I've been working on something that directly targets this problem: WFGY — a reasoning engine built for RAG on large-scale PDF/Word documents, especially when you're doing deep research, not just shallow QA.
Instead of just chunking text and throwing it into an embedding model, WFGY builds a persistent semantic resonance layer — meaning it tracks context through formatting breaks, footnotes, diagram captions, even corrupted OCR sections.
The engine applies multiple self-correcting pathways (we call them BBMC and BBPF) so even when parsing is incomplete or wrong, reasoning still holds. That’s crucial if your source materials are academic papers, messy reports, or 1000+ page archives.
It’s open source.
No tuning.
Works with any LLM.
No tricks.
Backed by the creator of tesseract.js (36k) — who gets why document mess is the real challenge.
checkout www.Airwave.us. They are focused on field services where techs comb through thousands of pages of manuals/documentation for part numbers or specific instructions that have to be 100% accurate.
I've been working on something that directly targets this problem: WFGY — a reasoning engine built for RAG on large-scale PDF/Word documents, especially when you're doing deep research, not just shallow QA.
Instead of just chunking text and throwing it into an embedding model, WFGY builds a persistent semantic resonance layer — meaning it tracks context through formatting breaks, footnotes, diagram captions, even corrupted OCR sections.
The engine applies multiple self-correcting pathways (we call them BBMC and BBPF) so even when parsing is incomplete or wrong, reasoning still holds. That’s crucial if your source materials are academic papers, messy reports, or 1000+ page archives.
It’s open source. No tuning. Works with any LLM. No tricks.
Backed by the creator of tesseract.js (36k) — who gets why document mess is the real challenge.
Check it out: https://github.com/onestardao/WFGY
I spent the last 2 months trying out RAG/parsing plays. My use-case required high accuracy on complex tables and figures.
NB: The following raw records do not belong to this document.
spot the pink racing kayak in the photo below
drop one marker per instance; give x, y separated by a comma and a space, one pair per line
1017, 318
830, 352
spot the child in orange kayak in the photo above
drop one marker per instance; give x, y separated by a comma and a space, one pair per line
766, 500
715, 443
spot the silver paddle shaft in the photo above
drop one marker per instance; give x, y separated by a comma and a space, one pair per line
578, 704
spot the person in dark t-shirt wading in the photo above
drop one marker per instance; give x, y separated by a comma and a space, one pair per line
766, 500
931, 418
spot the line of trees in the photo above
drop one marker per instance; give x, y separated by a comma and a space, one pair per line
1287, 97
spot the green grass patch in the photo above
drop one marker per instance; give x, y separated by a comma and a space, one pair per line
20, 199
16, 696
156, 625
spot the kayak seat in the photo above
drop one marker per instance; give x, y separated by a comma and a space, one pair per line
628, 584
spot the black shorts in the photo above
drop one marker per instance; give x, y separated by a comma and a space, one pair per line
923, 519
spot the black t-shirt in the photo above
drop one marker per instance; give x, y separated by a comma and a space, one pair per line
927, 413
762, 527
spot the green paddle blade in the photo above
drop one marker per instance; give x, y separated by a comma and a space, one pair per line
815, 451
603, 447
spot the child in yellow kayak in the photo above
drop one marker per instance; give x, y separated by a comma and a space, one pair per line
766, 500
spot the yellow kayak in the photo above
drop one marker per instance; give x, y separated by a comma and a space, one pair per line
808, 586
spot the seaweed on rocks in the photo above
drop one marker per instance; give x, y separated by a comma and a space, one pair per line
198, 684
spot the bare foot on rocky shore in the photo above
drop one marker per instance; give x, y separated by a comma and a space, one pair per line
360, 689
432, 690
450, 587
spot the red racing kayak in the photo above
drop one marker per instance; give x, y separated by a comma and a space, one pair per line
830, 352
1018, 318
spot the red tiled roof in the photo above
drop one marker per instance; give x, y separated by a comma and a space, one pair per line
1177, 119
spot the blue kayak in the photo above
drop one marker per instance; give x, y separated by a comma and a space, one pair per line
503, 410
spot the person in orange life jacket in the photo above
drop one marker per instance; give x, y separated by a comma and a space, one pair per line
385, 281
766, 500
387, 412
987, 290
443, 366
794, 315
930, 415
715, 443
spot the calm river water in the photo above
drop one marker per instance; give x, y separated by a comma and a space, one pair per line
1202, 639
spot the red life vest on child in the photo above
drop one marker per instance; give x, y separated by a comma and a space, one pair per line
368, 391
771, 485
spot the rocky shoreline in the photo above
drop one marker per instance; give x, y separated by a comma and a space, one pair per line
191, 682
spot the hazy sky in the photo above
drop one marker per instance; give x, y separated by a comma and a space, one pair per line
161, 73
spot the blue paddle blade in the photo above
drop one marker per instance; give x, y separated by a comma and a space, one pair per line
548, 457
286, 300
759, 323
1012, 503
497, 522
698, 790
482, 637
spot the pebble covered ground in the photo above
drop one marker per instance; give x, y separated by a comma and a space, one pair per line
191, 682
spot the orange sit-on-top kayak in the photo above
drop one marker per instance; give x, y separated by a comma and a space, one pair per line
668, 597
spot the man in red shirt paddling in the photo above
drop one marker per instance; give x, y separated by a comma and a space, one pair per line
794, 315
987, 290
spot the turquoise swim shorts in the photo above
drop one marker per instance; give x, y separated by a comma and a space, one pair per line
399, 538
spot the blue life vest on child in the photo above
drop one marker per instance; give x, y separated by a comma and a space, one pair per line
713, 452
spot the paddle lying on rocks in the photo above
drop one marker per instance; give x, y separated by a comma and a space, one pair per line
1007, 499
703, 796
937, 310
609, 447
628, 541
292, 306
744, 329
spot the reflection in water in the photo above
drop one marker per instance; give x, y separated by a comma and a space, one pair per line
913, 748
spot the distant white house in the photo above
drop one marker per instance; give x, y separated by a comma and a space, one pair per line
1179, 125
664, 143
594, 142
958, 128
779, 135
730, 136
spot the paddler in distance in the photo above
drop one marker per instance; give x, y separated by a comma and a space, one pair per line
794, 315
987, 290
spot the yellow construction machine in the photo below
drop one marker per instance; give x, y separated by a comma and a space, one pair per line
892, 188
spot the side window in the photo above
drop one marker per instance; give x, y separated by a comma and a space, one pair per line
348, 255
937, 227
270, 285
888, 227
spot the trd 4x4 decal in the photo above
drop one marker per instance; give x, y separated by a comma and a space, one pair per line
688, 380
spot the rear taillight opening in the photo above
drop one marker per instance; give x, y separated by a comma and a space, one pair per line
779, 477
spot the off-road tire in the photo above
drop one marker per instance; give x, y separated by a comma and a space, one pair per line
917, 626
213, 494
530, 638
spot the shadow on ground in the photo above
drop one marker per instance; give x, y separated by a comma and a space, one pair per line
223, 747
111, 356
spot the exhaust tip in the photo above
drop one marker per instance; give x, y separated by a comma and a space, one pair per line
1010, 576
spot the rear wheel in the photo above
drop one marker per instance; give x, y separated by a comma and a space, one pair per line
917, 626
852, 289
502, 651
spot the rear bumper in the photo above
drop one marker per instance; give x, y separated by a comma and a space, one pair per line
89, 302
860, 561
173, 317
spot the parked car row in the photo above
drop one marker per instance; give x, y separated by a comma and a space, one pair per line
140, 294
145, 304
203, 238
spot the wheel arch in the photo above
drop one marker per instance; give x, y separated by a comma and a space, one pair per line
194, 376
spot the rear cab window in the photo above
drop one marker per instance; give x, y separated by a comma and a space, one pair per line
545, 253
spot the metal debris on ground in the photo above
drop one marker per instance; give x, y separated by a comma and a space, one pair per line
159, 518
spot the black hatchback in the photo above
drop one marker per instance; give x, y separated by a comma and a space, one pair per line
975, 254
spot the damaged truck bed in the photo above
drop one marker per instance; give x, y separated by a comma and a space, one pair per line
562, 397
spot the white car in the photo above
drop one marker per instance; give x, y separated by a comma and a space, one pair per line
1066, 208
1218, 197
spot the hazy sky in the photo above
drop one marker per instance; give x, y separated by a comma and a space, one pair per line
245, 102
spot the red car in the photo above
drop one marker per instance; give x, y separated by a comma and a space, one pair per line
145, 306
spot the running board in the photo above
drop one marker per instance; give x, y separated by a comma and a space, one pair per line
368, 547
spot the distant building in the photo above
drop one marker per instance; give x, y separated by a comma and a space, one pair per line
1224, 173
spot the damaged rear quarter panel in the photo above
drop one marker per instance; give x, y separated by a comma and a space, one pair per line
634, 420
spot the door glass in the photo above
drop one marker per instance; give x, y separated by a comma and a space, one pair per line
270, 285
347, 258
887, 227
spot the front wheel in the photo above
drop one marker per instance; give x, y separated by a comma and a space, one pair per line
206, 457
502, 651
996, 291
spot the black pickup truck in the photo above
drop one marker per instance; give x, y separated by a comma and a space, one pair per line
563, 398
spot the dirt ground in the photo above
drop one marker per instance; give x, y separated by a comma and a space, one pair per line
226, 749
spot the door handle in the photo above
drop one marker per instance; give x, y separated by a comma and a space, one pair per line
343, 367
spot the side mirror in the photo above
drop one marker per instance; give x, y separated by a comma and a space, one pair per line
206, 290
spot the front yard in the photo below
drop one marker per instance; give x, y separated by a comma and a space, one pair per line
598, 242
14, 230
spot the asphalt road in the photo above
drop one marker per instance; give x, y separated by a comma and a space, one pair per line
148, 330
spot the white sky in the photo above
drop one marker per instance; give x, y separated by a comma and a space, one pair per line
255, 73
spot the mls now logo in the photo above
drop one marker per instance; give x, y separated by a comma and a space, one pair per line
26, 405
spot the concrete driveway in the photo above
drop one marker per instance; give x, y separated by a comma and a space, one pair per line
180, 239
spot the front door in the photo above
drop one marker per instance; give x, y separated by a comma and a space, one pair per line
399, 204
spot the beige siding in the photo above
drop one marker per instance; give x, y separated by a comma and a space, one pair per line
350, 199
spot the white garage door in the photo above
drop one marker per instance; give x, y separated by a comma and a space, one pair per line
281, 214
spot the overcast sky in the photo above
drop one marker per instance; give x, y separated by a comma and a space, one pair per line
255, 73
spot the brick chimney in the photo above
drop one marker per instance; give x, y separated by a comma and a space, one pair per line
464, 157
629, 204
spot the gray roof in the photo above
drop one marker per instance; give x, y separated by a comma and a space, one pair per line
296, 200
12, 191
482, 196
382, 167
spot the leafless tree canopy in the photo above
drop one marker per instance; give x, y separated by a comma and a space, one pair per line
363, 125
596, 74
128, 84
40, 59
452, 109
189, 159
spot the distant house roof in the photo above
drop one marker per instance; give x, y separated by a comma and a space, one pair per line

Ranking: 1. LlamaCloud/LlamaParse 2. GroundX 3. Unstructured.io 4. Google RAG Engine 5. Docling ... capability gap... 6. Azure - Document Intelligence 7. AWS - Textract 8. LlamaIndex (DIY)
This ranking is just for the parsing, not the RAG Portion, correct?
checkout www.Airwave.us. They are focused on field services where techs comb through thousands of pages of manuals/documentation for part numbers or specific instructions that have to be 100% accurate.